- Born: about 1972

Academic background
- Alma mater: Yale University (BA) University of Chicago (MPP) Northwestern University (PhD)

Academic work
- Institutions: Carlson School of Management, University of Minnesota Carpenters Union
- Awards: John T. Dunlop Scholar Award, 2016
- Website: Official website;

= Aaron Sojourner =

American economist

Aaron Sojourner is an American economist and senior researcher at the Upjohn Institute for Employment Research. He was formerly an associate professor of economics at the University of Minnesota's Carlson School of Management and senior economist for the Council of Economic Advisers. His work has been widely covered by the media, particularly on the impact of the COVID-19 pandemic on the labor market in the United States.

== Biography ==
Sojourner was raised largely in Washington, DC by parents active in the Mississippi Civil Rights Movement who had recently changed their names to "Sojourner" in honor of Sojourner Truth. He is a graduate of Yale University, the University of Chicago's Harris School of Public Policy, and Northwestern University.

== Research ==
Sojourner's research has focused on labor market institutions, particularly labor unions, hiring in the education sector, and consumer financial decisions. During the COVID-19 pandemic, he wrote widely cited forecasts of new unemployment insurance claims based on analyses of Google Trends data, analyses of how the pandemic would reduce childcare access, a study of screening practices in the workplace, and research on work on which employees advocate for workplace safety practices to protect themselves.

Sojourner's 2020 paper "Physician–patient racial concordance" was debunked in 2024.

=== Selected works ===

- Duncan, Greg J., and Aaron J. Sojourner. "Can intensive early childhood intervention programs eliminate income-based cognitive and achievement gaps?." Journal of Human Resources 48, no. 4 (2013): 945–968.
- Goda, Gopi Shah, Colleen Flaherty Manchester, and Aaron J. Sojourner. "What will my account really be worth?

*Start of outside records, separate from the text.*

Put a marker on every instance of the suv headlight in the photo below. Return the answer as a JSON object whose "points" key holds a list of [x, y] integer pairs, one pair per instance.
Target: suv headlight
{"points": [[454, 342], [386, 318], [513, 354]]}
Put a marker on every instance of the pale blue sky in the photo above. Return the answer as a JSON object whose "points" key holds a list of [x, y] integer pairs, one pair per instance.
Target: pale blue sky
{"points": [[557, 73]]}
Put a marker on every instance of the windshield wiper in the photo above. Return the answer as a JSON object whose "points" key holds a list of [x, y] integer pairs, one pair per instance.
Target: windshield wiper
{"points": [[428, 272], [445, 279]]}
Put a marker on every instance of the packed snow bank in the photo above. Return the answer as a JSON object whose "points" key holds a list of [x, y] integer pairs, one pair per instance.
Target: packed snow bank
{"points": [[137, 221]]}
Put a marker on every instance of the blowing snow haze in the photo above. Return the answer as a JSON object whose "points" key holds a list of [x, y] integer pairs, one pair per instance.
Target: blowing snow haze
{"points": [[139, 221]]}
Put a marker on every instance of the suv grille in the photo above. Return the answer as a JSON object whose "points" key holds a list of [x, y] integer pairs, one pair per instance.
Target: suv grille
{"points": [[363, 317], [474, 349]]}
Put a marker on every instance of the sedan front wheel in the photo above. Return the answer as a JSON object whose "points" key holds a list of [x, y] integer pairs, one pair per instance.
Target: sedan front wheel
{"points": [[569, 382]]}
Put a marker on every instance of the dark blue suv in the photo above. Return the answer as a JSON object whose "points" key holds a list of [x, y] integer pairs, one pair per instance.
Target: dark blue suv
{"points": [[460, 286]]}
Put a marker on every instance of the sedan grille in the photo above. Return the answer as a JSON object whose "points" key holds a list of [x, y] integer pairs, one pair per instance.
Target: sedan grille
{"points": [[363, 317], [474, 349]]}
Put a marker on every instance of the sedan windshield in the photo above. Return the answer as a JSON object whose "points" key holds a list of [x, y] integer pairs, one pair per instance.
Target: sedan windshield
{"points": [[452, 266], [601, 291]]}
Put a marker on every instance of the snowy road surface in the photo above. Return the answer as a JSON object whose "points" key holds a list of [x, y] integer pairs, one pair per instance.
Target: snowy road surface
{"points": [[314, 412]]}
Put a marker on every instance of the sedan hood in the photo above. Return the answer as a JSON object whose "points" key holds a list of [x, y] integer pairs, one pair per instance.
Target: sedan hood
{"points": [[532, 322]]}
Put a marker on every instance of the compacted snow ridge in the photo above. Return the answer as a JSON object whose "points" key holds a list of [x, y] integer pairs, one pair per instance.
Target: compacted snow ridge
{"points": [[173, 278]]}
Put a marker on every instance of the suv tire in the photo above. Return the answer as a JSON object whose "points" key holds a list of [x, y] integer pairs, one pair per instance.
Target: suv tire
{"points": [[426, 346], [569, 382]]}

Experimental evidence on how retirement income projections affect saving." Journal of Public Economics 119 (2014): 80–92.
- Sojourner, Aaron J., Elton Mykerezi, and Kristine L. West. "Teacher pay reform and productivity panel data evidence from adoptions of Q-Comp in Minnesota." Journal of Human Resources 49, no. 4 (2014): 945–981.
- Sojourner, Aaron J., Brigham R. Frandsen, Robert J. Town, David C. Grabowski, and Min M. Chen. "Impacts of unionization on quality and productivity: Regression discontinuity evidence from nursing homes." ILR Review 68, no. 4 (2015): 771–806.
- Sojourner, Aaron J. "Do unions promote members' electoral office holding? Evidence from correlates of state legislatures' occupational shares." ILR Review 66, no. 2 (2013): 467–486.
- Greenwood, Brad N., Rachel R. Hardeman, Laura Huang, and Aaron Sojourner. "Physician–patient racial concordance and disparities in birthing mortality for newborns." Proceedings of the National Academy of Sciences 117, no. 35 (2020): 21194–21200.